2
votes

I encountered a strange HIVE behavior which i can not completely understand. I really hope someone could shad some light on that matter.

I am using the following script to create and add data to a table:

DROP TABLE myTbl;
CREATE EXTERNAL TABLE myTbl (
    Col1 string,
    Col2 string,  
    Col3 string,
    Col4  string,
)
PARTITIONED BY (partition STRING)
LOCATION '${hiveconf:Valid_location_on_aws_s3_with_the_proper_file_to_create_table}';

Hive runs the script returns OK but (Here is the problem) the table is empty. run: select * from myTbl; returns nothing

The solution for this problem was rather simple after the script i run the following command/script:

MSCK REPAIR TABLE myTbl

now when executing select on that table i can see all the data that was in the file.

What i can not understand is why I need to use the repair in order to see the data in the table.

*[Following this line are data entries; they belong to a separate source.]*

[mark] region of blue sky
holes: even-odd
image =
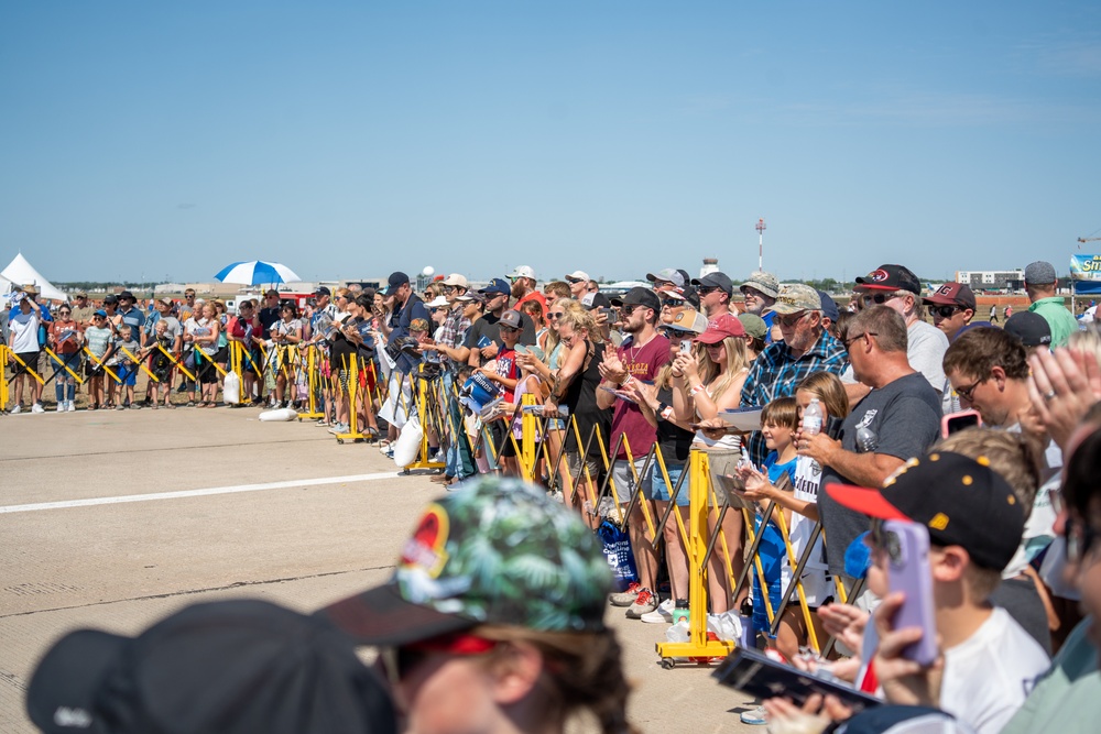
[[[55,281],[1101,251],[1097,2],[9,1],[0,102],[0,260]]]

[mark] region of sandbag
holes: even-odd
[[[241,402],[241,379],[236,372],[227,372],[221,385],[221,399],[226,405],[237,405]]]
[[[424,430],[421,428],[421,420],[416,414],[410,416],[408,421],[402,428],[397,441],[394,442],[394,463],[399,469],[405,469],[416,461],[416,454],[421,451],[421,439],[424,438]]]
[[[272,420],[295,420],[298,417],[298,412],[294,408],[280,408],[279,410],[264,410],[260,414],[260,419],[264,423],[270,423]]]

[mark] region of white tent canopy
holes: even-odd
[[[42,299],[68,300],[68,294],[58,291],[54,287],[53,283],[42,277],[42,274],[34,270],[34,265],[26,262],[26,258],[23,256],[22,252],[15,255],[14,260],[3,271],[0,271],[0,275],[3,275],[17,286],[36,285],[39,292],[42,294],[40,296]]]

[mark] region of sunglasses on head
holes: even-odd
[[[895,298],[901,298],[901,296],[897,293],[865,293],[861,297],[861,300],[865,306],[870,306],[871,304],[882,306],[889,300],[894,300]]]

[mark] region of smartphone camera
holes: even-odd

P.S. using the LOAD INTO TABLE works perfectly without any need to repair.

1
Please don't use an ALL-CAPS title.user456814

1 Answers

1
votes

It might have to do with the case that DROP TABLE removes metadata for all table's partitions. However CREATE TABLE doesn't recreate this info in metastore. So, after issuing CREATE TABLE Hive doesn't know yet that there are partitions and there is data in them. MSCK REPAIR TABLE recreates this information in metastore (or you could do it manually with ALTER TABLE tbl ADD PARTITION).